PoterieTour de main technique

Une contribution de  Barbara Carrière et Nicolas Bartel d’Eurogroup Consulting  

 

Le simple fait d’être bienveillant, créatif, autonome, agile, empathique et communicant suffit-il à créer de la valeur dans une organisation ? Cette question pose le sujet de l’équilibre en les savoirs techniques et les savoirs êtres comportementaux et du rapport entre les Soft Skills et les Hard Skills. L’importance donnée actuellement aux Soft Skills se ferait-il au détriment des Hard Skills ? Notre propos ne se veut pas antagoniste entre ces deux notions mais complémentaire dans un équilibre à trouver.

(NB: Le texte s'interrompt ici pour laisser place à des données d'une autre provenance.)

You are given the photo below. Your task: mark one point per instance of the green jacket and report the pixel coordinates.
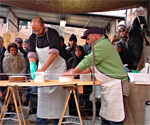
(107, 60)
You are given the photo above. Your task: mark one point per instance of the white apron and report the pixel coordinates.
(112, 107)
(51, 99)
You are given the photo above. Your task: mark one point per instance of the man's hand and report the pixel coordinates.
(33, 68)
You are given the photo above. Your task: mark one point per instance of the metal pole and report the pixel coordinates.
(93, 76)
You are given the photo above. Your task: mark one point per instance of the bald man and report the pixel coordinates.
(45, 45)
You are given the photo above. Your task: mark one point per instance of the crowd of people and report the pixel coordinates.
(45, 50)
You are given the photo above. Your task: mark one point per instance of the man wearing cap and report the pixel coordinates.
(72, 44)
(109, 70)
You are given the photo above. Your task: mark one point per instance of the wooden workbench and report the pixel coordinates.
(13, 87)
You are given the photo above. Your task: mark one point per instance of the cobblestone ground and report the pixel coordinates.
(69, 121)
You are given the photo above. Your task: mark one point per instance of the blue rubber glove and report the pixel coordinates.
(33, 68)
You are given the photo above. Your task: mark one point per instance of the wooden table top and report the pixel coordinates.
(48, 83)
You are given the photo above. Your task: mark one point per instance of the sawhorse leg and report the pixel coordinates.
(70, 90)
(10, 91)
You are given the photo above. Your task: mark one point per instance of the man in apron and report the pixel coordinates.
(44, 45)
(109, 70)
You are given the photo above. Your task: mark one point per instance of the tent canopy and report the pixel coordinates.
(73, 6)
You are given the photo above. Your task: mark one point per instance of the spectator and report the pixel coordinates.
(45, 45)
(87, 48)
(124, 55)
(14, 56)
(78, 56)
(109, 70)
(26, 44)
(72, 44)
(64, 53)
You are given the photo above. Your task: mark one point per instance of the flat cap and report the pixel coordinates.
(92, 30)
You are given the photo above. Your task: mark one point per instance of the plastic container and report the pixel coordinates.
(39, 77)
(147, 113)
(85, 77)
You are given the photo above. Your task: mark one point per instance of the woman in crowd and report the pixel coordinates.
(17, 60)
(78, 56)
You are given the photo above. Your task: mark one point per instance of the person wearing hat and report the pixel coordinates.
(19, 43)
(109, 70)
(26, 44)
(72, 44)
(45, 45)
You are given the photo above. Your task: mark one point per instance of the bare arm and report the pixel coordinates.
(76, 71)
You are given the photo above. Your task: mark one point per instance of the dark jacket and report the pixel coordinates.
(65, 54)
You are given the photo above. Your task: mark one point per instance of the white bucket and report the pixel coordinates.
(39, 77)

L’importance grandissante des Soft Skills

Les ouvrages en développement personnel ont pris une place importante dans les rayons management des librairies. En 1972, Whitmore de l’armée Nord-américaine utilise Soft Skill pour différencier le savoir sur la machine de tous les autres savoirs en mentionnant que le seul savoir technique n’est pas suffisant pour l’obtention d’un résultat. Le dictionnaire d’Oxford définit les Soft Skills de la manière suivante : « attributs personnels qui permettent à quelqu’un d’interagir efficacement et harmonieusement avec d’autres personnes. » Le nombre et les intitulés évoluent en fonction des auteurs et des prismes d’analyse proposés. Entre 5 et 30 environ[1], les Soft Skills se répartissent en plusieurs catégories :

– comportementales comme l’autonomie, l’organisation, l’audace, la gestion du stress, etc.
– relationnelles comme la communication, le leadership, la tolérance, l’intelligence émotionnelle, etc.
– cognitives comme la créativité, la curiosité, la résilience, la persévérance, etc.

De nombreux programmes de développement des Soft Skills sont proposés dans le monde professionnel pour les managers afin de développer leur capacité à embarquer leurs collaborateurs en s’interrogeant sur les meilleures postures à adopter en tenant compte de son style. Des outils comme le MBTI ou la matrice DISC  permettent aux personnes de se définir un style et ainsi d’opérer les évolutions jugées souhaitables.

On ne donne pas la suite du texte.